The main results were obtained in mathematical theory of image analysis: descriptive image algebras with one ring were defined, classified and investigated; a new topological image formalization space was specified and investigated; descriptive generating trees were defined, classified and investigated. Listed results were applied in bio-medical image analysis.
She is scientific secretary of the National Committee for Pattern Recognition and Image Analysis of the Presidium of the Russian Academy of Sciences. She is a member of the Educational Committee of the International Association for Pattern Recognition. She has been the member of many R&D projects as part of national and international research programs. Member of editorial board of “Pattern Recognition and Image Analysis. Advances in Mathematical Theory and Applications” international journal of the RAS. Author of 77 papers in peer reviewed journals, conference and workshop proceedings. Web of Science: 11 papers; Hirsh index is 4; SCOPUS: 31 papers, 98 citations; Hirsh index is 7; Russian Science Citation Index on the platform of Web of Science: 42 papers; 97 citations; Hirsh index is 7. She was awarded several times for the best young scientist papers presented at the international conferences. Teaching experience: Moscow State Lomonosov University, RF. She was supervisor of several graduate and master students.

Abstract

The study is devoted to mathematical and functional/physical interpretation of image analysis and processing operations used as sets of operations (ring elements) in descriptive image algebras (DIA) with one ring. The main result is the determination and characterization of interpretation domains of DIA operations: image algebras that make it possible to operate with both the main image models and main models of transformation procedures that ensure effective synthesis and realization of the basic procedures involved in the formal description, processing, analysis, and recognition of images.

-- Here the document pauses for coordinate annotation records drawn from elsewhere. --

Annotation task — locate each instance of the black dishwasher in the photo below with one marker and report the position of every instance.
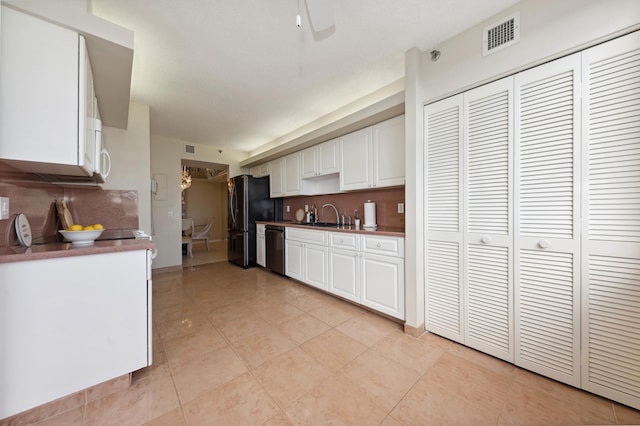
(274, 241)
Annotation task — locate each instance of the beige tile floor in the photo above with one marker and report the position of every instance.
(200, 255)
(244, 347)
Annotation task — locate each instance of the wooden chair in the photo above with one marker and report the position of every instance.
(203, 234)
(187, 235)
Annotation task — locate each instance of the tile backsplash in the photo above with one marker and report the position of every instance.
(114, 209)
(386, 205)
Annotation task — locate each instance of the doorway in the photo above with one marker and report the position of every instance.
(204, 198)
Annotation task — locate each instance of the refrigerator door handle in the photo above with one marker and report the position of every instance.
(234, 203)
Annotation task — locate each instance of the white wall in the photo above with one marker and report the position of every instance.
(129, 150)
(166, 159)
(549, 29)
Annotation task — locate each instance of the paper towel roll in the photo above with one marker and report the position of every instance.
(370, 214)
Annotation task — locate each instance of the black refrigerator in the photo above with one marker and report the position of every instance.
(249, 202)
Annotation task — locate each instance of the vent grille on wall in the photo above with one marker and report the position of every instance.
(501, 34)
(189, 149)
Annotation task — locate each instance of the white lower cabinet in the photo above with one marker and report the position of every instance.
(383, 284)
(306, 256)
(71, 323)
(261, 258)
(368, 270)
(345, 266)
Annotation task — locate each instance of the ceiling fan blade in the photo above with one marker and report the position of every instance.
(321, 14)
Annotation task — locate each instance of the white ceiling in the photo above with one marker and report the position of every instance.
(240, 73)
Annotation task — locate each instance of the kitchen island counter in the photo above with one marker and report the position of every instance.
(57, 250)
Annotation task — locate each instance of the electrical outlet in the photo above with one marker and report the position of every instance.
(4, 208)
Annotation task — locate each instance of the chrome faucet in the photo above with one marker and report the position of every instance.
(335, 209)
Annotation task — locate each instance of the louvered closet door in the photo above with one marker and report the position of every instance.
(488, 238)
(611, 224)
(443, 204)
(547, 230)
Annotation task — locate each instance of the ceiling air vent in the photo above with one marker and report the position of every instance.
(501, 34)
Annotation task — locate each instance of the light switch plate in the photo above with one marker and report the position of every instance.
(4, 208)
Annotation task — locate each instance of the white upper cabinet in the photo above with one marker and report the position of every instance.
(47, 98)
(388, 152)
(373, 157)
(285, 177)
(276, 181)
(292, 178)
(320, 160)
(260, 170)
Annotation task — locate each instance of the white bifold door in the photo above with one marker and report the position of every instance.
(547, 243)
(611, 220)
(469, 218)
(532, 219)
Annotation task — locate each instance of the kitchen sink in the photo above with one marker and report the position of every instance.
(321, 224)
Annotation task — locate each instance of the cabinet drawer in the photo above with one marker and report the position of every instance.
(344, 240)
(306, 235)
(390, 246)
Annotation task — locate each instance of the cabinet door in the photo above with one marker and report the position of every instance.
(316, 265)
(260, 250)
(356, 160)
(276, 181)
(383, 284)
(292, 179)
(488, 273)
(344, 274)
(293, 260)
(92, 325)
(39, 91)
(443, 206)
(610, 220)
(328, 157)
(309, 162)
(88, 111)
(388, 152)
(260, 170)
(547, 237)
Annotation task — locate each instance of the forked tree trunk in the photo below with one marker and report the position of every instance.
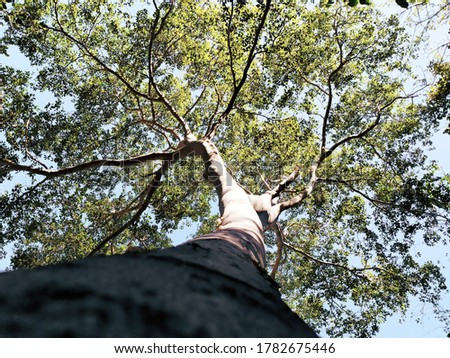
(212, 286)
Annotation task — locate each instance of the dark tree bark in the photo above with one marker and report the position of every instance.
(203, 288)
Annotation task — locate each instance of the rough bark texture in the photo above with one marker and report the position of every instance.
(205, 288)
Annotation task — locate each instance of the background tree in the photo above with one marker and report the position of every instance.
(316, 113)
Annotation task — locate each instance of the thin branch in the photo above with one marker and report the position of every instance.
(250, 58)
(88, 165)
(280, 242)
(353, 270)
(154, 33)
(285, 182)
(84, 48)
(375, 202)
(148, 195)
(362, 133)
(26, 193)
(195, 102)
(305, 192)
(230, 52)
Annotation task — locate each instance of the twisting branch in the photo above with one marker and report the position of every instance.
(251, 56)
(143, 206)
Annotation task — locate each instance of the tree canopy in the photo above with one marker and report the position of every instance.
(317, 106)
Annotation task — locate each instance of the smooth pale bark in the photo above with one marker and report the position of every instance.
(243, 217)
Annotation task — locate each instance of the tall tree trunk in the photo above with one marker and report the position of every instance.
(204, 288)
(212, 286)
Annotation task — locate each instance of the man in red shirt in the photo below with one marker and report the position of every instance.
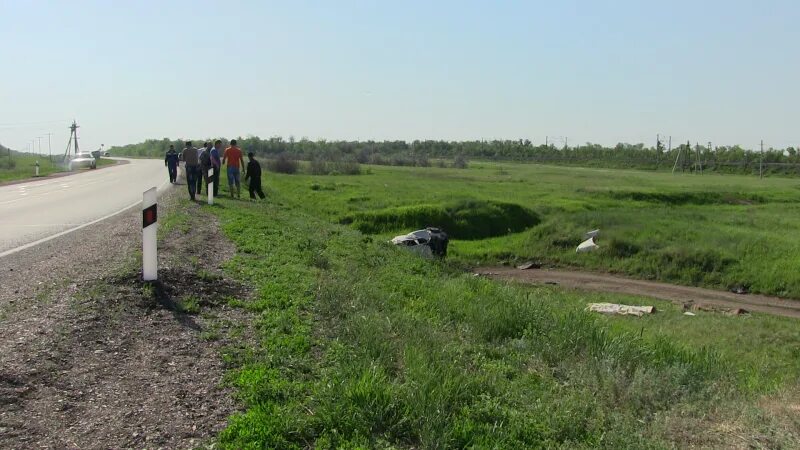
(235, 160)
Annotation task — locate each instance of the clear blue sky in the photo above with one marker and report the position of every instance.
(599, 71)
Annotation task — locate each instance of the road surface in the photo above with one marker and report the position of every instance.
(36, 211)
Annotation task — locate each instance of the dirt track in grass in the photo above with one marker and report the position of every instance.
(689, 297)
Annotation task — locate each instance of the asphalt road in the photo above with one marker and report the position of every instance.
(36, 211)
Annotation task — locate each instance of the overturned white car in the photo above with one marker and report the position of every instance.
(429, 242)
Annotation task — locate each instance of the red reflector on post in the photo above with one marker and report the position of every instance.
(149, 216)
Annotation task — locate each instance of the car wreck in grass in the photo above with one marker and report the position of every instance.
(430, 242)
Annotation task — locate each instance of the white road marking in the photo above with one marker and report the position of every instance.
(76, 228)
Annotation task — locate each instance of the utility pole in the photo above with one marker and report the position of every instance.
(699, 157)
(715, 155)
(680, 149)
(49, 148)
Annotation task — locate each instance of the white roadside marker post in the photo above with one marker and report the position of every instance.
(210, 186)
(149, 235)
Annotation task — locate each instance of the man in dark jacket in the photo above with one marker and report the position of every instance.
(253, 174)
(192, 167)
(204, 156)
(171, 161)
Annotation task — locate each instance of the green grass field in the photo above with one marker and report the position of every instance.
(718, 231)
(24, 166)
(362, 345)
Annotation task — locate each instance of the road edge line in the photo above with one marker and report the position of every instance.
(62, 233)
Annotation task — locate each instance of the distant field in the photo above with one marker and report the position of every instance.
(720, 231)
(362, 345)
(23, 166)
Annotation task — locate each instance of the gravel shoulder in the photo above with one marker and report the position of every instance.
(91, 357)
(682, 295)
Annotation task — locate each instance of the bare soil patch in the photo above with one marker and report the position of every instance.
(689, 297)
(92, 357)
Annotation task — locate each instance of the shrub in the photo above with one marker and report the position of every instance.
(283, 164)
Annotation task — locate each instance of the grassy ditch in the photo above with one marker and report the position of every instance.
(711, 230)
(363, 345)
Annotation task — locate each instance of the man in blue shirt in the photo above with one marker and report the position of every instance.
(216, 163)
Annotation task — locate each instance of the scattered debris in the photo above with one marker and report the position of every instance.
(740, 289)
(587, 246)
(719, 309)
(428, 242)
(622, 310)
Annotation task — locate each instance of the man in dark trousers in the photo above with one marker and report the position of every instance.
(204, 155)
(253, 174)
(171, 161)
(216, 163)
(192, 166)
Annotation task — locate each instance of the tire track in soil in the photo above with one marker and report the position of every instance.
(680, 295)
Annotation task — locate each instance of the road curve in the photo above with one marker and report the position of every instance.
(36, 211)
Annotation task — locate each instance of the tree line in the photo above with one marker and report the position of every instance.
(684, 157)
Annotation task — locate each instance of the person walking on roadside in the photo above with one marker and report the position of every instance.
(192, 166)
(204, 156)
(234, 159)
(253, 173)
(171, 161)
(216, 163)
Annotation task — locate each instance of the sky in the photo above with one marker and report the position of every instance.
(586, 70)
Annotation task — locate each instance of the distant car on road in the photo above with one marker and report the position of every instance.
(83, 160)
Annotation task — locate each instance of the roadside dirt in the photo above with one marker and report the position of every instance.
(689, 297)
(91, 357)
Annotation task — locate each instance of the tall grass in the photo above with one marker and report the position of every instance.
(364, 345)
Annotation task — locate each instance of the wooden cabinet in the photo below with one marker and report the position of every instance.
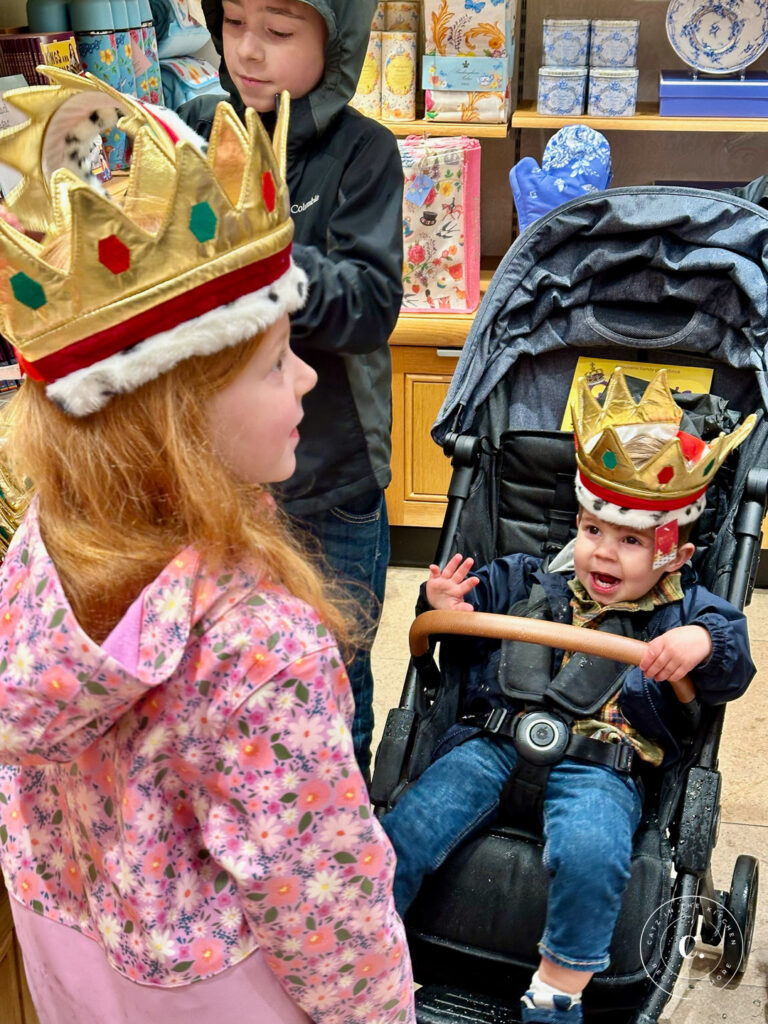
(15, 1003)
(425, 350)
(421, 472)
(644, 148)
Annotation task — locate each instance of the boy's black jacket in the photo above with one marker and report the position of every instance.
(345, 179)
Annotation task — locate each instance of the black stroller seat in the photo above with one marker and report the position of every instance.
(693, 262)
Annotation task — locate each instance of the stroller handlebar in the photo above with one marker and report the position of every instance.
(485, 624)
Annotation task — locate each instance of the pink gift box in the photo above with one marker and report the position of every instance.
(440, 224)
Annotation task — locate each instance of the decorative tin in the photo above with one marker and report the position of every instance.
(561, 90)
(612, 92)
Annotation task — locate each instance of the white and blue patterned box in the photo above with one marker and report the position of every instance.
(565, 42)
(682, 94)
(612, 92)
(613, 43)
(561, 90)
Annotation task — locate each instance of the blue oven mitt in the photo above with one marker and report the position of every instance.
(577, 160)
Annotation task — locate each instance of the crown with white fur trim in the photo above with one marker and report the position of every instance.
(193, 257)
(669, 484)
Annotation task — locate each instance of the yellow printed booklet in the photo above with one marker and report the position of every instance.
(597, 372)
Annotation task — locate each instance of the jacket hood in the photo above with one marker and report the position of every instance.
(348, 24)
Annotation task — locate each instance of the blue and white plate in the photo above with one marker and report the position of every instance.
(718, 36)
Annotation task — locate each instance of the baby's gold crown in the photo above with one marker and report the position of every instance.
(192, 233)
(683, 467)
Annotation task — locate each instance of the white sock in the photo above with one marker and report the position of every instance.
(541, 994)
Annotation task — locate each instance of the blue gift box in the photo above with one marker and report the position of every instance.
(682, 95)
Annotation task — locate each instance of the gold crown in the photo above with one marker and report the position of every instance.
(192, 232)
(682, 468)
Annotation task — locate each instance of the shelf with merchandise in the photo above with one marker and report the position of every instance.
(450, 129)
(647, 118)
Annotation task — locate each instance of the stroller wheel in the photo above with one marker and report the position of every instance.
(739, 916)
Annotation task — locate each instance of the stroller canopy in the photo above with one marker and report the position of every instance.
(643, 267)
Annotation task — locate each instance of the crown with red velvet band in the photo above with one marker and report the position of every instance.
(193, 257)
(671, 483)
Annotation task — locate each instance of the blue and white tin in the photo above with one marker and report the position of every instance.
(613, 44)
(561, 90)
(612, 92)
(565, 42)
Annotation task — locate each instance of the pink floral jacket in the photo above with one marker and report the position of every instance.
(205, 806)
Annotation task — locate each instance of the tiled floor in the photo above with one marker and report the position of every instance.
(744, 803)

The applicability of DIAs in practice is determined by the realizability—the possibility of interpretation—of its operations. Since DIAs represent an algebraic language for the mathematical description of image processing, analysis, and understanding procedures using image transformation operations and their representations and models, the authors consider an algebraic interpretation. These procedures are formulated and implemented in the form of descriptive algorithmic schemes (DAS), which are correct expressions of the DIA language. The latter are constructed from the processing and transformation of images and other mathematical operations included in the corresponding DIA ring. The mathematical and functional properties of DIA operations are of considerable interest for optimizing procedures of processing and analyzing images and constructing specialized DAS libraries. Since not all mathematical operations have a direct physical equivalent, the construction of an efficient DAS for image analysis involves the problem of interpreting operations for DAS content. Research into this problem leads to the selection and study of interpretation domains of DIA operations. The proposed method for studying the interpretability of DIA operations is based on the establishment of correspondence between the content description of the operation function and its mathematical realization. The main types of interpretability are defined and examples given of the interpretability/uninterpretability of operations of a standard image algebra, which is a restriction of the DIA with one ring.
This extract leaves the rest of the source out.